Cloud & SaaS
The Benefits of Cloud-Native SaaS
At Signiant, we’ve embraced cloud-native software design with our three SaaS (Software as a Service) products, Media Shuttle, Jet and Flight. Signiant engineers pioneered the first true SaaS solutions for accelerated file transfers, and we continue to lead the way in innovative approaches with six out of our ten patents awarded for cloud technologies.
Automatic Upgrades and Maintenance
Like all cloud-native solutions, our SaaS products are fully hosted for users in the cloud — the only exception being file storage location. As an independent company, Signiant is committed to storage independence, supporting on-premises file and object storage, favorite cloud vendors (like Amazon S3, Microsoft Azure, and Google Cloud Storage) and hybrid approaches.
Otherwise, Signiant takes ultimate responsibility for operation of the environment, managing and maintaining it for users across multiple levels of redundancy with multi-tenant architecture. This gives customers continuous access to the latest product releases without impacting customizations. Your IT team won’t have to worry about managing upgrades or maintaining the software.
Unlike SaaS, on-premises software is typically complex and technically difficult to deploy; this is because each unique customer infrastructure has to be accommodated, which is very onerous if your customer base utilizes many different server and network technologies. With cloud-based software, developers can focus on a standard unified infrastructure.
This simple fact is the root of many benefits of SaaS for businesses, including the ability to take advantage of economies-of-scale. The cost savings that cloud-native, multi-tenant SaaS vendors gain from hundreds, thousands, or even millions of customers served on a single cloud infrastructure, rather than servicing each multifarious IT system, is huge and is passed on to customers through flexible billing.
Because SaaS begins and ends on the Internet, our customers are always connected to Signiant through the product, allowing many labor-intensive tasks and processes to be automated through the network. For example, Signiant manages software deployments and upgrades, freeing up IT time, on-premises infrastructure and budget.
Signiant’s SaaS products scale according to the load you’re generating, automatically spinning up or down virtual machines and load balancing across multiple instances. Your IT department won’t have to deal with provisioning and managing cloud networking resources — it’s all automatically done for you.
One of the most obvious benefits of cloud-native SaaS to companies with geographically diverse locations and varying computer systems is its consistent performance no matter where you are in the Internet-connected world.
The scalability of SaaS also has an impact on the unique way it’s billed. Often called “pay-per-use” or subscription billing, SaaS automatically tracks how much is being used by each customer, and can scale subscriptions up and down in response.

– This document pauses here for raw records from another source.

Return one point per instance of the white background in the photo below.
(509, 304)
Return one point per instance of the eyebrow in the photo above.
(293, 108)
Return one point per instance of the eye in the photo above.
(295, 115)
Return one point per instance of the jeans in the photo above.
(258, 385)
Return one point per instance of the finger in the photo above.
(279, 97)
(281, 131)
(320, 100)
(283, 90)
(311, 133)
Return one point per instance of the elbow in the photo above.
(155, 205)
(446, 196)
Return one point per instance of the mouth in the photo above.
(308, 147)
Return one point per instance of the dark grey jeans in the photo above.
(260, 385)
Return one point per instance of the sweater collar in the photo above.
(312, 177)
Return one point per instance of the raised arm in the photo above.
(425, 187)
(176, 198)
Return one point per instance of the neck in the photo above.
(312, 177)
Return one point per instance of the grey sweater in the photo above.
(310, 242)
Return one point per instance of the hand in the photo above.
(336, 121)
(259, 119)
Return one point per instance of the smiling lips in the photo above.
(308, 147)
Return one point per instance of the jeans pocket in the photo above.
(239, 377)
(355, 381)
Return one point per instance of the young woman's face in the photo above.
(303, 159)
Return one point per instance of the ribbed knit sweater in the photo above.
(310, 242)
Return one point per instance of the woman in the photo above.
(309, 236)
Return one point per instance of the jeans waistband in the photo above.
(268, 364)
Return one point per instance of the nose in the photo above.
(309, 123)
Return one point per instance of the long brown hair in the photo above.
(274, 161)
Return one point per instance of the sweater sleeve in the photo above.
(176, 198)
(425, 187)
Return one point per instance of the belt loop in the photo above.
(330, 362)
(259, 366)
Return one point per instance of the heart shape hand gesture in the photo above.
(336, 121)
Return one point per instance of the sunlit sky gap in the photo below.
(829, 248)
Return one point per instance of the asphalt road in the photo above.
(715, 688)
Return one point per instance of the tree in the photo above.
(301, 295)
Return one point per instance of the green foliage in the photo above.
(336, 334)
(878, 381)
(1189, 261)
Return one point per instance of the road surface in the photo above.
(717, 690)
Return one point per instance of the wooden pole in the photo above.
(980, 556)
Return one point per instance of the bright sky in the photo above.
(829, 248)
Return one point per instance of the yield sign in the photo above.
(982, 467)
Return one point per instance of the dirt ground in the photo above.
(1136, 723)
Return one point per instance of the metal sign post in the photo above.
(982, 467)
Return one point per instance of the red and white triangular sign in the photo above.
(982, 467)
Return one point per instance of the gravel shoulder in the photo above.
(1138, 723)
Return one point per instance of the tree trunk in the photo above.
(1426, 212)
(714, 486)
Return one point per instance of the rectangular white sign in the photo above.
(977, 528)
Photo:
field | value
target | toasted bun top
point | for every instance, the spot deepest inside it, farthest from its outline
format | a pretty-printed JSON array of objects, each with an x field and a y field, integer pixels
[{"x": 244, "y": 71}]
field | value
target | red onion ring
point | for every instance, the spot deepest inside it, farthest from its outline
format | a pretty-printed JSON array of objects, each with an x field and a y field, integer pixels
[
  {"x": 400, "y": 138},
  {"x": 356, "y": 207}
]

This frees IT departments from having to provision enough fixed infrastructure to handle peak loads. Cloud software adjusts to high-usage and low-usage times, so you’re only paying for what you are actually using.
On a broader level, the ability to scale infrastructure in harmony with the peaks and valleys of revenue-generating activities is often a better business strategy than investing in enough fixed infrastructure to accommodate peak activities.
Another, often unnoticed benefit — something you hope to never notice — is the lack of downtime with cloud-native SaaS. Note that not all SaaS is created equal. If it wasn’t specifically designed to run on an elastic cloud infrastructure, it might not support high availability.
However, high availability is characteristic of any well-designed SaaS, which automatically switches to standby or redundant servers in case of a failure. This self-healing quality of SaaS is noteworthy; even if something fails, you’ll still have a whole, functioning system.